Hi Dallen. I listen to your podcast and I deliver mail every day. You’re awesome! My question is about the 4% rule on TSP. Do I withdraw it once a year, every six months etc. and do I do it at the end of each year or during the year? Thanks


Answer

The good news is that it doesn’t really matter how often or when you withdraw the money as long as you don’t take out more than the 4% allows (4% of your balance the first year and then ramped up with inflation after that). 


If you want to take it out every month then that is completely up to you.






Question

I am 62 and still an active letter carrier. I started the Roth TSP just a couple of years ago as I was unaware of it although I’ve been in traditional TSP for 23 years. Instead of contributing to the TSP Roth, would it be in my best interest to get a Roth IRA? And can I do that? Are there dollar amount limitations?


Answer

A Roth IRA has one big advantage over the Roth TSP and that is not subject to RMDs at age 72. Because of this it often makes sense to have a Roth IRA at least in retirement. 

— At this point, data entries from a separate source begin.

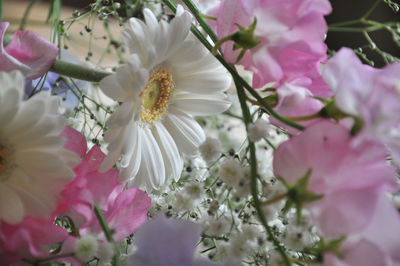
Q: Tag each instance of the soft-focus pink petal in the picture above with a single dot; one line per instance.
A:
(28, 52)
(128, 212)
(30, 238)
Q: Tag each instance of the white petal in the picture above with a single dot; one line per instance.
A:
(9, 105)
(152, 169)
(11, 207)
(203, 83)
(172, 159)
(200, 104)
(187, 133)
(122, 115)
(132, 169)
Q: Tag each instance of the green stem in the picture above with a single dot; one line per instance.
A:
(346, 23)
(302, 118)
(274, 199)
(345, 29)
(26, 14)
(232, 70)
(373, 7)
(78, 71)
(107, 232)
(253, 181)
(1, 9)
(196, 12)
(214, 51)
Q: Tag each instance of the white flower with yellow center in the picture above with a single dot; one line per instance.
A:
(34, 166)
(169, 78)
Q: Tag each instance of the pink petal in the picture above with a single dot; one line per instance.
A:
(28, 52)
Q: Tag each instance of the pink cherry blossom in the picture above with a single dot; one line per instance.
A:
(28, 52)
(124, 210)
(351, 179)
(285, 28)
(31, 238)
(377, 244)
(370, 94)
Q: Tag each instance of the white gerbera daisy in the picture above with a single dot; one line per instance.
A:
(34, 166)
(169, 78)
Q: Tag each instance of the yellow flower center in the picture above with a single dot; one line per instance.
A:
(156, 95)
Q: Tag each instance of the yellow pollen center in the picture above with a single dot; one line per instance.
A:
(156, 95)
(3, 158)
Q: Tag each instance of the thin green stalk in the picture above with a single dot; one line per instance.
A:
(1, 10)
(235, 75)
(302, 118)
(373, 7)
(346, 23)
(196, 12)
(107, 232)
(26, 14)
(345, 29)
(78, 71)
(253, 180)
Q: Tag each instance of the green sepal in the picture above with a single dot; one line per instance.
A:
(298, 194)
(244, 38)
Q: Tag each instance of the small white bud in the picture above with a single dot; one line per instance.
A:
(86, 248)
(210, 149)
(105, 252)
(258, 130)
(231, 172)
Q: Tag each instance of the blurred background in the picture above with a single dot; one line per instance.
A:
(83, 42)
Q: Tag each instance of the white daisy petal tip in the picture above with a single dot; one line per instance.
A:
(31, 153)
(159, 69)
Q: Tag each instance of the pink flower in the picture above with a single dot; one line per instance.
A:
(31, 238)
(370, 94)
(124, 210)
(377, 244)
(27, 52)
(285, 28)
(351, 179)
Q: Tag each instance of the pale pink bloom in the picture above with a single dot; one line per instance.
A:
(370, 94)
(377, 244)
(28, 52)
(124, 210)
(296, 100)
(30, 238)
(291, 33)
(349, 178)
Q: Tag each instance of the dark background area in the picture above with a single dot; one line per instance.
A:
(342, 11)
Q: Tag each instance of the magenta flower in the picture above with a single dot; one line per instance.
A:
(284, 27)
(30, 238)
(373, 95)
(377, 244)
(350, 179)
(295, 100)
(27, 52)
(124, 210)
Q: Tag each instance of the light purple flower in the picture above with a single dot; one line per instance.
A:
(164, 242)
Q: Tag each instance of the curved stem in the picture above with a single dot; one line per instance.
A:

That being said, you might as well open one right now to get a jump on the Roth IRA 5 year rule. 


More information about this 5 year rule here. 


But you will want to keep in mind that once you have income over certain limits then you can’t contribute directly to a Roth IRA. This year’s limits are here. If that is the case for you then you will probably want to use your Roth TSP. 






Question

I am 57, still working, have 150k in f fund and 150k in c fund. I would like to take the money from the F fund, withdraw it and put it into an annuity of my choice. Is that possible without penalty? 


Answer

If you retire at 55 or later then you can access your TSP without the normal 10% early penalty. 

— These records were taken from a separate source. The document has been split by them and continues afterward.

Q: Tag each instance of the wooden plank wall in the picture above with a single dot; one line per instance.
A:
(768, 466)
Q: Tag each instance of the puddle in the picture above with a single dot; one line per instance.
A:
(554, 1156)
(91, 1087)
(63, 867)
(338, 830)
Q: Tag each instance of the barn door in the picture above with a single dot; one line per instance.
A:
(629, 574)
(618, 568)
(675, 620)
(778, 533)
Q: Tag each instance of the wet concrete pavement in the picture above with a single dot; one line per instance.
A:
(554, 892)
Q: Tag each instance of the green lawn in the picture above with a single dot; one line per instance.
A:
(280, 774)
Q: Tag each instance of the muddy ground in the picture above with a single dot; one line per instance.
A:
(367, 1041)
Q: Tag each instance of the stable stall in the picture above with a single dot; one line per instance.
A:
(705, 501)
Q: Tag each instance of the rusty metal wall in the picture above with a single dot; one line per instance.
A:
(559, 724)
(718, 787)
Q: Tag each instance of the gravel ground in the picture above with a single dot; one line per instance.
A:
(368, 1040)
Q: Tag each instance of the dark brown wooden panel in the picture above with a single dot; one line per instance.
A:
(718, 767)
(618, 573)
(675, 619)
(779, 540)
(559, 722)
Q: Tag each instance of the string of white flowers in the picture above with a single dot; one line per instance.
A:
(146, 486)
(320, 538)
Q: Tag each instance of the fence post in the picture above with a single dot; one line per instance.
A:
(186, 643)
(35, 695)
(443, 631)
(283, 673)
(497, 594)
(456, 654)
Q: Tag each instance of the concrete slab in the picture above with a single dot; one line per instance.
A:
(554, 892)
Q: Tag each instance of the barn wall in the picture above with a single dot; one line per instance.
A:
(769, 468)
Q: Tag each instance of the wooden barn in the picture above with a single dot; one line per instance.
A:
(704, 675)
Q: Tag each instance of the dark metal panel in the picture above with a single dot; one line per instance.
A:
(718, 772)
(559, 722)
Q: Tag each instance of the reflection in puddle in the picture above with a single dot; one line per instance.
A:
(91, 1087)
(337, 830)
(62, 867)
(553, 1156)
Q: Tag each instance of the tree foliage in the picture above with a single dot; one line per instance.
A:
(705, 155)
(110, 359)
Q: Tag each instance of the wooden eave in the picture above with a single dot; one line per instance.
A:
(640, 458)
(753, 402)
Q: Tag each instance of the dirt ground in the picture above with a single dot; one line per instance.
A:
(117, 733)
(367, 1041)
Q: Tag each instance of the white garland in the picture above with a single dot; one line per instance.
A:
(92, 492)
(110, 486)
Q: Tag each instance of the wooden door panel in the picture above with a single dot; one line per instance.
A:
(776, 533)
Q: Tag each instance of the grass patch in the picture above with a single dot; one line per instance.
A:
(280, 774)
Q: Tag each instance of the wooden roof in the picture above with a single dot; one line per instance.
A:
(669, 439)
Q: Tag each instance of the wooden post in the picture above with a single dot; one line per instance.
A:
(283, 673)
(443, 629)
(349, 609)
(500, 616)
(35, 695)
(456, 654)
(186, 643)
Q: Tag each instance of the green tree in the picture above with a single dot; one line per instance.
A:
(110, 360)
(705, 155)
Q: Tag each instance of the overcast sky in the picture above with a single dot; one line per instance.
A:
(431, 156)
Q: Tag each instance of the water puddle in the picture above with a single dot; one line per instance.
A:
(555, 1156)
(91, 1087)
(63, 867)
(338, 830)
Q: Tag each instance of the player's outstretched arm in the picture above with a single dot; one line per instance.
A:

However, when you withdraw from the TSP you can’t choose which funds that withdrawal comes from. The withdrawal always comes out proportionally to what it is invested in. 


So for your situation, half of your money would come out of the F fund and the other half from the C fund. 


However, you would then be able to do an interfund transfer to get your TSP invested in the funds of your choice.


Once your money is out of the TSP then you can put it into an annuity of your choice but I would be very hesitant before doing so because most federal employees simply shouldn’t buy an annuity with their TSP funds.